La fine dei casellanti

Le storie delle persone che vivevano nei pressi dei passaggi a livello ferroviari, in case che oggi devono essere sgomberate

Jenner Meletti racconta su Repubblica che fine hanno fatto i casellanti: quelli che vivevano nei pressi dei passaggi a livello ferroviari non automatici e che avevano il compito di abbassare e alzare manualmente le sbarre per fermare il traffico durante il passaggio dei treni. Molti di loro vivono ancora nei caselli, che ora devono essere sgomberati perché troppo vicini ai binari e potenzialmente a rischio, in caso di deragliamento. Ma non tutti se ne vogliono andare.

Rimini passava anche davanti a loro, il treno dei signori. «Era il Settebello, il più veloce di tutti. Appena il tempo di vedere la veranda in testa al convoglio, il flash delle facce dei viaggiatori di prima classe che guardavano il panorama, ed era già passato. Aveva una striscia verde, sulle fiancate. Era bellissimo.

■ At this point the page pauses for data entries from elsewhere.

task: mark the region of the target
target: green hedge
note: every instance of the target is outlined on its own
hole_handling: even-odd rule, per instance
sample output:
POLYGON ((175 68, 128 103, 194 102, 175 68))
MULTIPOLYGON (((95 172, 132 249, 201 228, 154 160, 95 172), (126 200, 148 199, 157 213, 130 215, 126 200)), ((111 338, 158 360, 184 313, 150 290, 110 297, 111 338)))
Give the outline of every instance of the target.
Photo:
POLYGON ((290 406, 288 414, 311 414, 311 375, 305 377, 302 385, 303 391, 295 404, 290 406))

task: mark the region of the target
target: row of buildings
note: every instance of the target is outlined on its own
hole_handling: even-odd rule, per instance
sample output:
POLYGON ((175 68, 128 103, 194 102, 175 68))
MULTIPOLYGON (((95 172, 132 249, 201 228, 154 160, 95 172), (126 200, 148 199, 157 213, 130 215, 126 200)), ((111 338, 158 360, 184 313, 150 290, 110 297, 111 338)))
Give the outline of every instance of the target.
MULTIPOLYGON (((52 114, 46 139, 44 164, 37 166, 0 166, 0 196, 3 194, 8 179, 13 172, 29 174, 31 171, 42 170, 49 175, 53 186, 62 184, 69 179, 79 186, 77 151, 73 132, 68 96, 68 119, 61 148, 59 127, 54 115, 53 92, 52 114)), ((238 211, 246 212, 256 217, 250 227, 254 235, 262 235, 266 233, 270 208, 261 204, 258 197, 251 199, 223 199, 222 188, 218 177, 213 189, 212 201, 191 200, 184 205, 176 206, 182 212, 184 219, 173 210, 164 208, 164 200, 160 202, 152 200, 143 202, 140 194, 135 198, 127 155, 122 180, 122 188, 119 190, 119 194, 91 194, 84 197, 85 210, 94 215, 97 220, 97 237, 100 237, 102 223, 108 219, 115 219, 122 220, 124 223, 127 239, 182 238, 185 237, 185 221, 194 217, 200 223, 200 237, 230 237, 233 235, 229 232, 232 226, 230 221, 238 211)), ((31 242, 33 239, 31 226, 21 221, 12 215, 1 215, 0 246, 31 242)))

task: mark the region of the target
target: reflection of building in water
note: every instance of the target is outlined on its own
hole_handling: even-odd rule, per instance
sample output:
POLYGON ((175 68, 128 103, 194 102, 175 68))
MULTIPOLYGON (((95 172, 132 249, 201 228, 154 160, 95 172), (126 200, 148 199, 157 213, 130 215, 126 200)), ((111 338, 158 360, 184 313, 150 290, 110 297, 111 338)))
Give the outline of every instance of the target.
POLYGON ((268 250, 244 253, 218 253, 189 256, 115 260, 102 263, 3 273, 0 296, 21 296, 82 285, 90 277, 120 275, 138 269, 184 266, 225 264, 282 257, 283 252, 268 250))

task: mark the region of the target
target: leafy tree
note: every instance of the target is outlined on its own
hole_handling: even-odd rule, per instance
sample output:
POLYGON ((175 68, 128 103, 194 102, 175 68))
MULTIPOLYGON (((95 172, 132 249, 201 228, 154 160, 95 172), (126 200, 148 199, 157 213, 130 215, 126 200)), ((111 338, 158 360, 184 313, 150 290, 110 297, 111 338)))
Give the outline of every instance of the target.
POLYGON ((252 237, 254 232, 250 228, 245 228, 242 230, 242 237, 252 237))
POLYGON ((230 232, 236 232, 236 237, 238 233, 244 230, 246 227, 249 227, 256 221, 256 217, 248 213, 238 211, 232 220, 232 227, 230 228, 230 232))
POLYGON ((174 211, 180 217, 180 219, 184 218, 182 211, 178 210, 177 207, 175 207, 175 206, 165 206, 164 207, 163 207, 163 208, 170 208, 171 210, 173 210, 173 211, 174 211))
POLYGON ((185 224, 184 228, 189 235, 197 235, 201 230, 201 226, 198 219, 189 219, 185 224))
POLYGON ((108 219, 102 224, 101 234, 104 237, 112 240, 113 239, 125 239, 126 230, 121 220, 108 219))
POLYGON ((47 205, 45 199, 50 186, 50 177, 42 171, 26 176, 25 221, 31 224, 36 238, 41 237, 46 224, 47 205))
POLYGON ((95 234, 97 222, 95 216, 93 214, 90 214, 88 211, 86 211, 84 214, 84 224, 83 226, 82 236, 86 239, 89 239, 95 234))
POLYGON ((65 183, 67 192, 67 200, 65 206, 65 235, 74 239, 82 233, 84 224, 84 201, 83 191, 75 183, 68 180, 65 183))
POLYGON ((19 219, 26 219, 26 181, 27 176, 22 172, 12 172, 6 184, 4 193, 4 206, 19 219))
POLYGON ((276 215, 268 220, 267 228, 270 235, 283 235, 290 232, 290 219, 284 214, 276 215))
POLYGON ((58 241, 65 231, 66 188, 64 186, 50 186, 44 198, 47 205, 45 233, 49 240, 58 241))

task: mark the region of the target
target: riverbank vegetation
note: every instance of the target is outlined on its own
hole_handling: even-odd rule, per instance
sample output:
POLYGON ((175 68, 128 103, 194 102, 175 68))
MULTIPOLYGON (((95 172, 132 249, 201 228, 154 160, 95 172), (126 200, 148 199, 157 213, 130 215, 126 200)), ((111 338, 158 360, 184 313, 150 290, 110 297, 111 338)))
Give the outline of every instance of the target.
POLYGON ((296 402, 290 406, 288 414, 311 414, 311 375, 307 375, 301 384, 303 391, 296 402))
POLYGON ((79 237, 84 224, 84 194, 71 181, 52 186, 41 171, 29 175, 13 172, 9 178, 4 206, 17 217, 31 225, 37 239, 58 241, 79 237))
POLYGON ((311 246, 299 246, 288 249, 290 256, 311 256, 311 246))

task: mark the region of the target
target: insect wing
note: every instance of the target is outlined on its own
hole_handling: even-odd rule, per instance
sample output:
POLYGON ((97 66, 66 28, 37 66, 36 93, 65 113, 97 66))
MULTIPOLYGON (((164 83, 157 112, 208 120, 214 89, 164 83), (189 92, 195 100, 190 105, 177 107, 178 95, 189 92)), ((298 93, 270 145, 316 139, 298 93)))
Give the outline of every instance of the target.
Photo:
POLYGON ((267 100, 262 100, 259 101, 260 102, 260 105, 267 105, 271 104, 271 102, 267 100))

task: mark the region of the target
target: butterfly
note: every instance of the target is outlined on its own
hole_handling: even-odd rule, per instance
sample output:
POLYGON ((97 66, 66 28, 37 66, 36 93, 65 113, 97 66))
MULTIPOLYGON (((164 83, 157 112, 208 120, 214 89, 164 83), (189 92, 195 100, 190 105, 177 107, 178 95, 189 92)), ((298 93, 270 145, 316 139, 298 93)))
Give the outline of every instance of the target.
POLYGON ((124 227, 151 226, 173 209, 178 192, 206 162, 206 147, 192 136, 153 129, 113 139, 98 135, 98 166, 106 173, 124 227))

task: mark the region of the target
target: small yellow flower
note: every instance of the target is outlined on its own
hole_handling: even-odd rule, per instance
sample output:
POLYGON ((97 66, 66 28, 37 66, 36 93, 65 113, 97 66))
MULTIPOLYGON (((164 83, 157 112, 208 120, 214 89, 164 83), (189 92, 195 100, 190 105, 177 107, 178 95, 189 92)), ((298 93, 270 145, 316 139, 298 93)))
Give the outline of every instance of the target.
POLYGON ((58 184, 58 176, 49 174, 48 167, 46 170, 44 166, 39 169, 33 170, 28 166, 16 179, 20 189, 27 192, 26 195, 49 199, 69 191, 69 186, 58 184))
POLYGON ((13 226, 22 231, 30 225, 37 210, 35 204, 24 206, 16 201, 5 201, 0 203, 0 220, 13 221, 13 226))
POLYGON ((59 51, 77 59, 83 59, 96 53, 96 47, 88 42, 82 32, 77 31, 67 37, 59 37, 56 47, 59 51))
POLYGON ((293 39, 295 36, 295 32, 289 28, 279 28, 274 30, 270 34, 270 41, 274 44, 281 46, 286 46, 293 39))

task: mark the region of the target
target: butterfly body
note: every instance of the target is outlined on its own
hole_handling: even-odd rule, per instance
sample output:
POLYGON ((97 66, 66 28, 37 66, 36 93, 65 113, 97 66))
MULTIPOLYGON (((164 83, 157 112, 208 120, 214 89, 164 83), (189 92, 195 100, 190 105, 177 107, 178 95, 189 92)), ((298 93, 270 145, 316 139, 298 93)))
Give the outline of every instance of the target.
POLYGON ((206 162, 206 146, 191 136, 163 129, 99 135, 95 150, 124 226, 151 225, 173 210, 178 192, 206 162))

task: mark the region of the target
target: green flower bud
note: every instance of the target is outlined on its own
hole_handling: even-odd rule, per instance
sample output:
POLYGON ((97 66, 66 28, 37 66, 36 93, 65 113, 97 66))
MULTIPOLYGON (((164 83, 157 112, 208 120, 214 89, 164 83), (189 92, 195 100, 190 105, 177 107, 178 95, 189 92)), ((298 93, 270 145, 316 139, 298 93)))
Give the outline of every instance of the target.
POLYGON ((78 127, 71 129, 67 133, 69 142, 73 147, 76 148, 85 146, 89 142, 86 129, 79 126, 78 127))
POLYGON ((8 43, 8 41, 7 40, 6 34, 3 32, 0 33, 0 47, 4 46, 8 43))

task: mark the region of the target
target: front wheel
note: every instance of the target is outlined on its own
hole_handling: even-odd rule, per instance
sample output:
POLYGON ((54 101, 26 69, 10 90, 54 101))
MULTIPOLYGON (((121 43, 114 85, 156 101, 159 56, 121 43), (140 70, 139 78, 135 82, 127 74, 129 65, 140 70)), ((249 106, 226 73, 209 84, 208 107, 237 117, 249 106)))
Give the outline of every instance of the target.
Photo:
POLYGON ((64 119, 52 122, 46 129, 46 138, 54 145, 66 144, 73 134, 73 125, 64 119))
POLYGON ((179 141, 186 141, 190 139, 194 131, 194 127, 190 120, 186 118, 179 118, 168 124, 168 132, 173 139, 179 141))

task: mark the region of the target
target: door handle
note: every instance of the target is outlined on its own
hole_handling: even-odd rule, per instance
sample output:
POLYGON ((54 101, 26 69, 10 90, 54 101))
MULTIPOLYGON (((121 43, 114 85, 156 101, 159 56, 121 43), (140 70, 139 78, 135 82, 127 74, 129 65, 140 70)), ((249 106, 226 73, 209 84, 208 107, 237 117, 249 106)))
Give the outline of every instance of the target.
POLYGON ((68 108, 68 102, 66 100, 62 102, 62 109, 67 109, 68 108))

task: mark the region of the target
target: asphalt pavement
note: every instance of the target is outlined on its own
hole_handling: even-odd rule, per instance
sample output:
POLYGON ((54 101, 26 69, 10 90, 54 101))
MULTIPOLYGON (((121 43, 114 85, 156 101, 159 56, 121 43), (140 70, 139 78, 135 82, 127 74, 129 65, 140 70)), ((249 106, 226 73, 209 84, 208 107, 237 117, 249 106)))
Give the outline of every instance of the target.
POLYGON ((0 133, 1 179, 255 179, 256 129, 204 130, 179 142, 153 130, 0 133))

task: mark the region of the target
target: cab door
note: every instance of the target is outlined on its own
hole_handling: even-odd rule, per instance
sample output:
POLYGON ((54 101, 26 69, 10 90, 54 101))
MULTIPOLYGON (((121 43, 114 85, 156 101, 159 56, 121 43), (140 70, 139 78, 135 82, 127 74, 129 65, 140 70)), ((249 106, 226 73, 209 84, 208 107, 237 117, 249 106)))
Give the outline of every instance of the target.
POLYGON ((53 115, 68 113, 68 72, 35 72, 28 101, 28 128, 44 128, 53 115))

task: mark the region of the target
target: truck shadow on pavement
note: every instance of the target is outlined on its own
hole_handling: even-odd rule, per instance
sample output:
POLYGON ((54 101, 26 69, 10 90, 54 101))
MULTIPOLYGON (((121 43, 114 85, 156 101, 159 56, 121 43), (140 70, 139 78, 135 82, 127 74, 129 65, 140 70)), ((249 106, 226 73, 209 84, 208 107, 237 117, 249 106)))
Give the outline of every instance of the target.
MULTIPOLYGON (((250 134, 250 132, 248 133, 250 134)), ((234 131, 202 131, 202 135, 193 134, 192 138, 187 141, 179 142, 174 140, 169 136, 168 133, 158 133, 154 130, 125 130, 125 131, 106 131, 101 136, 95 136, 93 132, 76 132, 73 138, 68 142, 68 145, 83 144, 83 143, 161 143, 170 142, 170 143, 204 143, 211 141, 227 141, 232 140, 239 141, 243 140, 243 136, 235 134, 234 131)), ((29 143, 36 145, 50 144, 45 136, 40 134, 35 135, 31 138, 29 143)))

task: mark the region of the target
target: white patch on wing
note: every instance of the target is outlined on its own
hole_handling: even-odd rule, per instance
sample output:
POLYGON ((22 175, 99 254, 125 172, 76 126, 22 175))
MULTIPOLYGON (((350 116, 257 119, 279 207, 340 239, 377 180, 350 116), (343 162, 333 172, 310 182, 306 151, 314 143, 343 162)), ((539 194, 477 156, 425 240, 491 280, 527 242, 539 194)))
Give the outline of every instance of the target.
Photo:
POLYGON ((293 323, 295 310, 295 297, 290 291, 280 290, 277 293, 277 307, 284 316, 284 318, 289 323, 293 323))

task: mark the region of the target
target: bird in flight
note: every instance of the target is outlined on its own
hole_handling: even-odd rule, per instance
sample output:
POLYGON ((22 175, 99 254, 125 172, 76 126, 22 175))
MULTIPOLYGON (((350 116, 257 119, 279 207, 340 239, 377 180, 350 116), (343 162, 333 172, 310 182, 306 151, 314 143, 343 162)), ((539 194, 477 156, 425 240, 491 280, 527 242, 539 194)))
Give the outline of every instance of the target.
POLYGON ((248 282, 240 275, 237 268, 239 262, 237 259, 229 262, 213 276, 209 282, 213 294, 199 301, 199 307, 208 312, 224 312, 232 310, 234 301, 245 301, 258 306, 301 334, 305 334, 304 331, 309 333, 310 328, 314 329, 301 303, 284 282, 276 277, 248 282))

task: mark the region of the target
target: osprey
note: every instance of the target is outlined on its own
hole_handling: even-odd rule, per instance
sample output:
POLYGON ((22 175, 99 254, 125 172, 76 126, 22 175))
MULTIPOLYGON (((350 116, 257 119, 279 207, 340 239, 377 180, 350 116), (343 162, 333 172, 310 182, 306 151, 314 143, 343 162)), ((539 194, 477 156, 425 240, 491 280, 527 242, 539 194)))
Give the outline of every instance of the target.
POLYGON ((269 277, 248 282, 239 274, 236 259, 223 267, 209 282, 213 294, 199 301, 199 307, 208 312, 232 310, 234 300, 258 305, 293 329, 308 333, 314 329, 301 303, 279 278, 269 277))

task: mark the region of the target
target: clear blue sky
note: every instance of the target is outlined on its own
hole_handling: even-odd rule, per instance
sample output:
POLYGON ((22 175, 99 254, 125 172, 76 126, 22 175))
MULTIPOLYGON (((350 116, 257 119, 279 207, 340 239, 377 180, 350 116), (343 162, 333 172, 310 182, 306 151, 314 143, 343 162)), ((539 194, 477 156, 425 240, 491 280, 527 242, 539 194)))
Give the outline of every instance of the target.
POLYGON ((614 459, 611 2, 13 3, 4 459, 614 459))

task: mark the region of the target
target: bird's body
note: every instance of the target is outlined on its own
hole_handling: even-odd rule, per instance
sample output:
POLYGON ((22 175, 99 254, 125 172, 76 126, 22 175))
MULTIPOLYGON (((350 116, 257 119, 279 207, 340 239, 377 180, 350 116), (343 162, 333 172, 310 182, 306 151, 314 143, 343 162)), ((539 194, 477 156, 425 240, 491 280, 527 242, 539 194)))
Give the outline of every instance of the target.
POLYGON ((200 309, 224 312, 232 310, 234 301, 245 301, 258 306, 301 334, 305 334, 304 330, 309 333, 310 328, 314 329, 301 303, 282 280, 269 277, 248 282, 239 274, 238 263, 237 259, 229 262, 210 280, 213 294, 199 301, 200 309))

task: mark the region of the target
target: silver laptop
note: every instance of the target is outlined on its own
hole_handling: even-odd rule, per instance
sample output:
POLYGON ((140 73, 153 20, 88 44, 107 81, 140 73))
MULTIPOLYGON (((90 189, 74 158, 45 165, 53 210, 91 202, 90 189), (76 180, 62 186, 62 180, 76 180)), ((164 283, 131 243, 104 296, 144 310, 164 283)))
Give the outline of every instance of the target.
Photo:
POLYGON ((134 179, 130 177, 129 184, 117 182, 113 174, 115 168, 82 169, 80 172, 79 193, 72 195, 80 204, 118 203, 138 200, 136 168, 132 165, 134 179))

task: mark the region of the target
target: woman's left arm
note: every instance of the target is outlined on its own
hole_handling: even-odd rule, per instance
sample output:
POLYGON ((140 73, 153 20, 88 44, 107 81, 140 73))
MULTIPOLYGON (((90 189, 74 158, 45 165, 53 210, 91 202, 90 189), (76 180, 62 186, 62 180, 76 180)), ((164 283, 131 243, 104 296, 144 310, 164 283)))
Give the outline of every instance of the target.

E noi lì davanti alla garitta, cappello in testa che se non stavi attento volava via, e la bandiera rossa arrotolata in mano». Hanno cento ricordi, gli uomini che guardavano passare i treni. «Era un mestiere duro, quello del casellante. Non per la fatica. In fin dei conti si trattava di girare una manovella per abbassare le sbarre prima dell’arrivo di un convoglio. Il problema vero era stare svegli, soprattutto con il buio. Ma il nostro in fondo era un bel mestiere».

Sergio Morri, classe 1948 e Antonio Savioli, classe 1944, riminesi, sono stati «guardiani » — questa la qualifica, equivalente a quella di manovale — di caselli ferroviari fino al 1992. Gli ultimi casellanti sono stati «rottamati» dalle Fs nel 1999. Alcuni, in pensione, sono rimasti a vivere nei caselli ma adesso è arrivato il momento dell’addio, per «fine locazione». Sulle linee che dalla Lunigiana portano alla Versilia è arrivato l’ordine di Ferservizi di lasciare le case. Troppo vicine ai binari, meno di quattro metri e mezzo: sarebbero travolte in caso di deragliamento. C’è chi aveva ristrutturato il casello a proprie spese e adesso non sa dove andare.

«Dovranno mandare i carabinieri», dicono le cento famiglie che vivono a fianco dei binari fra Toscana e Liguria e altre 332 sparse in tutta Italia. «L’orologio — raccontano i due casellanti riminesi — era importante. Quando abbiamo iniziato, nel 1972, su alcune linee non c’era ancora il quadro elettrico, con luci e suoneria che avvertita dell’arrivo del treno. Allora avevamo solo l’orario ferroviario e c’era l’obbligo di chiudere le sbarre cinque minuti prima. Se c’era ritardo, non sempre ci avvertivano. E allora tenevi chiuso per dieci, venti minuti e ti prendevi gli accidenti di quelli che aspettavano sulle auto o sui trattori. “Sergio, ti decidi?”. “Antonio, è ancora lunga?”. Da quando siamo andati in pensione, l’orologio non lo portiamo più. Questa, per un ex casellante, è la vera libertà».